We dined last night in Barbetta, which is the oldest continually owned restaurant in New York, and one of our favorite Italian places in the City. We’ve been going there for 50 years (this is our 45th anniversary) but the restaurant has been open for 104!
There’s a pianist, an elegant room, and a garden. It was too humid for us outside, so we dined inside, with great service. It’s not everywhere you can get bagna cauda.
We then went over to Forever Tango, a limited run at the Walter Kerr with 16 incredible dancers and some star turns by Dancing with the Stars’ Karina Smirnoff and Maksim Chmerkovskiy. They are backed by 11 on-stage musicians: pianist, keyboard, bass viol, cello, viola, two violins—and four guys (all older than I am) playing bandoneons. These are concertina-like diaphragms, common in tango music, which require both hands to be playing chords while expanding and contracting the thing. They produce incredible sounds.
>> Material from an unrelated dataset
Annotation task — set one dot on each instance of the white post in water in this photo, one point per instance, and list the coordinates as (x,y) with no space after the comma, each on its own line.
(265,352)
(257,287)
The tango, of course, is rivaled only by the paso doble in its drama, the latter expressing intensity with a bull and the former with your partner. Professionals dancing the tango usually feature a man looking hostile and a woman looking bored or mildly uncomfortable, ranging from an upset stomach to borborygmic. No one ever smiles and there seems to be mayhem on the mind. The men, with slicked back hair and smirks, remind me of a combination of Bobby Darren and Al Capone.
The women exhibit amazing footwork in heels higher than most women could comfortably walk down the street in. The dance requires precision movements and a lot of leg in obligatory fishnets. This is not so much a dance as a mating ritual, a fast trip around third base heading home.
It was an astonishing night, with the dancers given respite by some amazing musical numbers and the singer Luis Enrique, who has a wonderful voice, singing fabulous Spanish songs. Karina and Max were larger than life. At every appearance the audience roared and were rewarded with an aggressive grace, a wondrous chemistry.
Every so often, Max and Karina can’t help themselves, and they smile, dropping the act of aloofness and simply accepting the joy. I can’t blame them. I was smiling myself for the entire performance. It’s a limited run, so if you at all have the chance, go see it.